La vía de diseminación principal es linfática hacia los ganglios regionales y retroperitoneales, así como la invasión a órganos adyacentes. La diseminación extradominal no es común. Para el pronóstico es importante determinar el compromiso de ganglios regionales mesentéricos y retroperitoneales, porque tienen peor pronóstico cuando están comprometidos por la enfermedad.7,16,26 En nuestro paciente se encontró compromiso linfático posterior al estudio histopatológico en la totalidad de los ganglios linfáticos regionales peri cólicos disecados y estudiados.
El tratamiento óptimo para los linfomas de tubo digestivo es desconocido, debido a que la mayoría de las series son pequeñas. Para los LPC la resección quirúrgica es el tratamiento de elección.14,15,18,19 La colectomía radical puede ser curativa por sí sola con cinco años de supervivencia de 16 a 58% de los casos.14,21,29 Para los tumores etapa I completamente resecados la supervivencia reportada se incrementa de 67 a 87%, si se acompaña de tratamiento adicional con quimioterapia y radioterapia postoperatoria.
La supervivencia a cinco años es de 55%, pero disminuye a 12% cuando se encuentran ganglios linfáticos regionales involucrados.
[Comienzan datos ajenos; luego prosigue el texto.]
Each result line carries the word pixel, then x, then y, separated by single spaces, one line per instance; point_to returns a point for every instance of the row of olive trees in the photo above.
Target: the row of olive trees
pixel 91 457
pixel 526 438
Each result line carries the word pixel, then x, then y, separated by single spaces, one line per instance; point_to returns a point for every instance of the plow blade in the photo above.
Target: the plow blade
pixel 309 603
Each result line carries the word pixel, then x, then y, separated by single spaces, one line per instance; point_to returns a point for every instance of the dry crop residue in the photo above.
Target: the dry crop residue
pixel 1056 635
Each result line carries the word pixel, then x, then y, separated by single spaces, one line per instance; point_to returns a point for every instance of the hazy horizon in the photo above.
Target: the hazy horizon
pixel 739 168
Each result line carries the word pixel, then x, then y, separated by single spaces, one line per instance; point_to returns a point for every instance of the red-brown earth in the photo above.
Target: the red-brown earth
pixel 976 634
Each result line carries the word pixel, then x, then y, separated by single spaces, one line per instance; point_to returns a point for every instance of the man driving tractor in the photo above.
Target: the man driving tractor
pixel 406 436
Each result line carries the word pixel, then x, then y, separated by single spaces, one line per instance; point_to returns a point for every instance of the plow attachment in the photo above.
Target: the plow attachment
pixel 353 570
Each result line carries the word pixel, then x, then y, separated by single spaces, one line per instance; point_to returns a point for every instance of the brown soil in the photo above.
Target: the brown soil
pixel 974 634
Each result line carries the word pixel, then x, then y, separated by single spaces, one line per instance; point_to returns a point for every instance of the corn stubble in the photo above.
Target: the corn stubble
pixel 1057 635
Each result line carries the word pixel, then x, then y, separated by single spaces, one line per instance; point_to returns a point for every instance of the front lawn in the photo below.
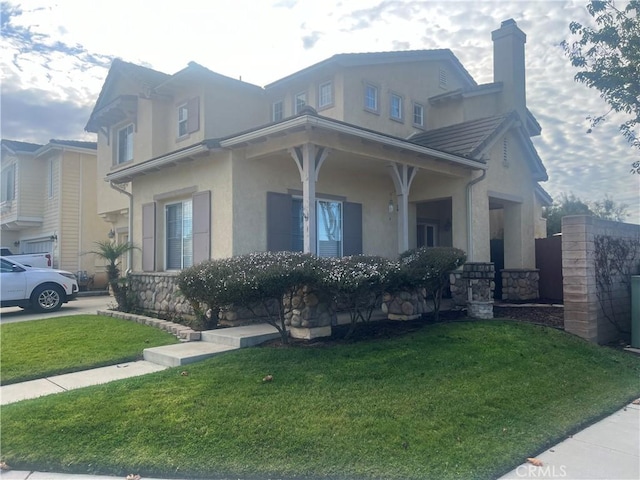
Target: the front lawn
pixel 42 348
pixel 457 400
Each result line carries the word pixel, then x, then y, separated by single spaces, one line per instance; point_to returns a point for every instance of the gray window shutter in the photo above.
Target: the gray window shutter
pixel 193 118
pixel 352 228
pixel 278 222
pixel 149 237
pixel 201 226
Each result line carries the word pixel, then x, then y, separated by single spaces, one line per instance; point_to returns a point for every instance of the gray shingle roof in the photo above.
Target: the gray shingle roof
pixel 74 143
pixel 466 139
pixel 17 146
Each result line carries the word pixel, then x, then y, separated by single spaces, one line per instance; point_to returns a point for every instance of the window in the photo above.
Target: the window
pixel 179 239
pixel 418 115
pixel 125 144
pixel 371 98
pixel 50 178
pixel 8 187
pixel 325 95
pixel 442 78
pixel 301 101
pixel 396 107
pixel 329 227
pixel 277 111
pixel 189 117
pixel 183 120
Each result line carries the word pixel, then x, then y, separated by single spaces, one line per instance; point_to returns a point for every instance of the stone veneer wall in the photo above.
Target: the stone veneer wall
pixel 583 312
pixel 158 292
pixel 520 284
pixel 405 305
pixel 479 278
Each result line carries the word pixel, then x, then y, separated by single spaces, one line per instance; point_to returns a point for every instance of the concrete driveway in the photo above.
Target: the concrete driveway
pixel 81 305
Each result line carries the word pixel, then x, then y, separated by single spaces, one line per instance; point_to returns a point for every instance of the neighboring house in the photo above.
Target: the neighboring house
pixel 368 153
pixel 48 201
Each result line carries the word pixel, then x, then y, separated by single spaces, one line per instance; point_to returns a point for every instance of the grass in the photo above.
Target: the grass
pixel 42 348
pixel 456 400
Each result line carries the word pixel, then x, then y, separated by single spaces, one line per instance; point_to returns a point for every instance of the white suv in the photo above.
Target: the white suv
pixel 42 289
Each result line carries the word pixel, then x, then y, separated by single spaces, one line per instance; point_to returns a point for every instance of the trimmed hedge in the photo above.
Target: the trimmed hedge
pixel 356 282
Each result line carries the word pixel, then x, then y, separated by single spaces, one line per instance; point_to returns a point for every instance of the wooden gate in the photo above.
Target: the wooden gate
pixel 549 263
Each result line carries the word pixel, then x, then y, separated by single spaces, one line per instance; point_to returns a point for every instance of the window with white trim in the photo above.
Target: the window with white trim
pixel 325 95
pixel 418 115
pixel 329 229
pixel 442 78
pixel 301 101
pixel 8 187
pixel 395 107
pixel 50 178
pixel 183 120
pixel 125 144
pixel 277 111
pixel 179 235
pixel 371 97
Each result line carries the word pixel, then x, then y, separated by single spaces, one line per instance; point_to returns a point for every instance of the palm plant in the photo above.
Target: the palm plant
pixel 111 253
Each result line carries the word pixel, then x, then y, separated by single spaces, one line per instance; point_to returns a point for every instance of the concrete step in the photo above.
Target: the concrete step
pixel 241 337
pixel 184 353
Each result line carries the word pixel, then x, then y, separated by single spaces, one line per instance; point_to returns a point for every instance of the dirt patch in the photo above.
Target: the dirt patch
pixel 544 315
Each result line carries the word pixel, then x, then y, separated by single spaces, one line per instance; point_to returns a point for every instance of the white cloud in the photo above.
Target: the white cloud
pixel 263 41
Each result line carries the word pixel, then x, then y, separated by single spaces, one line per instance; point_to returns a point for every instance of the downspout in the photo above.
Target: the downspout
pixel 470 216
pixel 130 227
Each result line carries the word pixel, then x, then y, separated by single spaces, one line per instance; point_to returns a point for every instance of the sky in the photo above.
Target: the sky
pixel 55 55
Los pacientes con estadios avanzados de la enfermedad, así como los de alto grado y los linfomas no resecables pueden beneficiarse con quimioterapia y radioterapia.21,30 Los factores pronósticos con mayor significado estadístico son el estadio de la enfermedad (compromiso de los ganglios linfáticos regionales o paraaórticos), el sitio primario de aparición, el grado y tamaño tumoral y, finalmente, la resección completa de la lesión.7,14,19,30
Conclusiones
El LPC es una patología rara que se puede presentar en cualquier edad, y debido a que existe un aumento en los grupos de riesgo relacionados a esta enfermedad (enfermedad inflamatoria del intestino y pacientes inmunocomprometidos), se debe de tener presente para realizar el diagnóstico diferencial de pacientes con dolor abdominal, cambios en los hábitos defecatorios, pérdida de peso y tumor palpable en fosa iliaca derecha. Los criterios de Dawson son de gran ayuda para descartar una afectación colónica por un linfoma sistémico, donde el pronóstico y tratamiento son muy diferentes.